Tuesday, November 08, 2005

What's Really Happening with Home Prices?

Sales are slowing in some communities, and sale prices are sometimes softer. But how can you measure your local market? Peter Miller explains.
By: Peter G. Miller: RealtyTimes
For the past two years we have seen a gradual increase in mortgages and yet strong sales and prices in most metro areas. But this time around, things may be different.

It was in June, 2003 that mortgage rates reached a modern low: 5.21 percent and .5 points for fixed-rate, 30 year loans. The 2003 benchmark was the cheapest mortgage rate seen in 45 years, a time when Eisenhower was in the Oval Office.

It follows that low rates would spur buying, refinancing and rising prices (because of stronger demand). But now that rates are cooling, will we see less buying, less refinancing and declining prices?

According to Freddie Mac, rates for 30-year financing hit 6.31 percent (with .5 points) last week. For ARMs, the 1-year LIBOR rate stood at 3.2710 while the 11th District Cost of Funds Index was at 2.972 for October.

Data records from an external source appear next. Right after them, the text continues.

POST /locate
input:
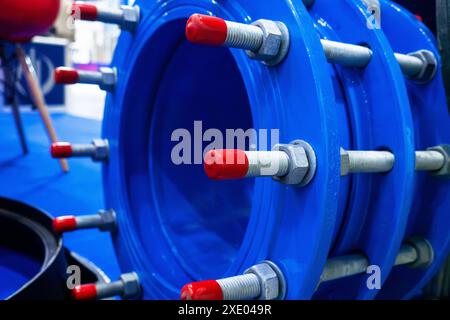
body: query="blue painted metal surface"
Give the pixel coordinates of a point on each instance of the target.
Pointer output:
(16, 269)
(430, 212)
(175, 226)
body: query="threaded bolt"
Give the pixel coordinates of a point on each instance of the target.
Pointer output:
(104, 220)
(264, 40)
(98, 150)
(127, 287)
(236, 164)
(263, 281)
(126, 17)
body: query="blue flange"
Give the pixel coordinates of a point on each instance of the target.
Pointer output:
(380, 120)
(175, 226)
(430, 213)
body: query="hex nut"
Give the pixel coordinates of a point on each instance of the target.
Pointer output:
(131, 16)
(298, 164)
(101, 150)
(131, 285)
(430, 66)
(445, 151)
(275, 44)
(270, 285)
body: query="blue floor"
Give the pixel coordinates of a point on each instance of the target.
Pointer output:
(37, 180)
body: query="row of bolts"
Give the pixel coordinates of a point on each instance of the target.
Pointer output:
(265, 280)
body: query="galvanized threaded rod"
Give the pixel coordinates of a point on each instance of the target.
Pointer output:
(351, 55)
(346, 266)
(209, 30)
(429, 160)
(383, 161)
(263, 281)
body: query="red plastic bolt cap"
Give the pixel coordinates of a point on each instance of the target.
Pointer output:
(84, 11)
(64, 224)
(66, 76)
(84, 292)
(202, 290)
(61, 150)
(226, 164)
(203, 29)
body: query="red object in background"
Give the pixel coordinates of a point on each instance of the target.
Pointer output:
(20, 20)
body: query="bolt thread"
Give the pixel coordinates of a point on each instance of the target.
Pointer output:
(244, 287)
(83, 150)
(370, 161)
(243, 36)
(267, 163)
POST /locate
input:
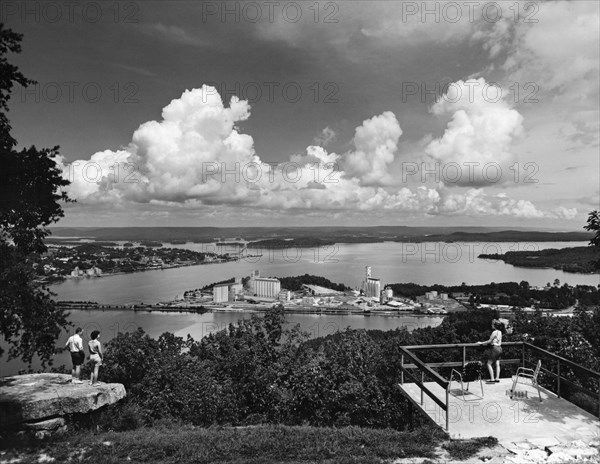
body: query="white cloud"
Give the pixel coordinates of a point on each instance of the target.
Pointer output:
(195, 158)
(326, 136)
(481, 131)
(376, 142)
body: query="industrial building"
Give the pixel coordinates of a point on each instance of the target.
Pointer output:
(266, 287)
(221, 293)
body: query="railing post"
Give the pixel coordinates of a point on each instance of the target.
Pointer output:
(402, 370)
(447, 409)
(558, 378)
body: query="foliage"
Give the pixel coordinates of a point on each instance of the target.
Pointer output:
(9, 76)
(30, 189)
(464, 449)
(295, 283)
(184, 444)
(593, 224)
(514, 294)
(570, 259)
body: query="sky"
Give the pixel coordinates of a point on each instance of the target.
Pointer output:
(187, 113)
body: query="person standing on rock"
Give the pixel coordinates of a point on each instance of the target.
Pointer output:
(75, 345)
(95, 355)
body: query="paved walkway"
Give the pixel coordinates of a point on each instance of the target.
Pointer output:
(552, 421)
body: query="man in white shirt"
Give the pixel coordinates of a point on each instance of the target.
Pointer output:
(75, 345)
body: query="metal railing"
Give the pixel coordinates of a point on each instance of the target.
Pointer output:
(426, 368)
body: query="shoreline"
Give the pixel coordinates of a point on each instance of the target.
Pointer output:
(260, 310)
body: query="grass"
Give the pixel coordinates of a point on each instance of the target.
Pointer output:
(267, 444)
(464, 449)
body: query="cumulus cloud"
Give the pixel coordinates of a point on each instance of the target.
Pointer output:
(376, 142)
(195, 157)
(479, 135)
(326, 136)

To get the full ARM rate you need to combine the index with a "margin" of 2 or more percentage points.

The reality of these mortgage levels is that:

    • Relative to rates seen during the past five decades, today's mortgages are cheap.

• Every time rates move up or down the pool of potential buyers is impacted.

• With rates rising it is logical to assume that sales will experience some fall-
off if only because the pool of potential buyers is somewhat smaller because
with higher rates fewer people qualify for given levels of financing. With
fewer bidders and less demand, there is less pressure to increase prices.

• That there is less pressure pushing prices up does not mean prices will
decline. It could simply mean that prices will go up but not as much as would
otherwise be the case with lower rates.

• Slower price increases might well be good for everyone - when home prices
grow too quickly buyers are frozen out of the market because wages do not go
up with equal speed.

• What happens locally and what happens nationally may be different. Real estate
is an inherently localized commodity while mortgage rates tend to be similar
nationwide.

In looking at my local market I have seen several curious reactions.

Some asking prices have declined. Homes are on the market a touch longer. But generally, prices remain higher than a year ago and much, much higher than two years before.

Some brokers have apparently never seen a slowing market: One told me at an open house that sales were slowing because of "negative" coverage by a local newspaper. This is nonsense. If you believe that newspapers are causing a down market do you also believe they caused the huge run-up in prices seen in most places during the past few years?

If you would like to see where your local market is headed, take a look at nearby MLS figures. Compare numbers for the past several months. Most MLS systems make such information available from member brokers as well as online and in news releases. Take a look at:
    • How many days are homes on the market? Longer average times suggest a slowing
market, faster selling times imply a stronger sales.

• How do average listing prices and average selling prices compare? If homes are
listed at $500,000 and sell for $495,000, then sale prices are 1 percent below
listing levels. Nearing 100 percent is evidence of a good market, normally you
would expect to see some separation between listing and sale prices.

• What's happening to average sale prices? Rising prices typically reflect a
strong market, however average prices can be misleading - they may reflect
changing inventories and thus may not be comparable.

For instance, if a community sells 300 condos and 300 detached homes, the average price may be x - whatever "x" might be. If the next year there are 400 condos and 200 detached home sales it may appear that average sales values have fallen. In fact, all that really changed was the inventory mix. Prices seem lower because condos tend to be less expensive than single-family homes and in the second year there were more condo sales.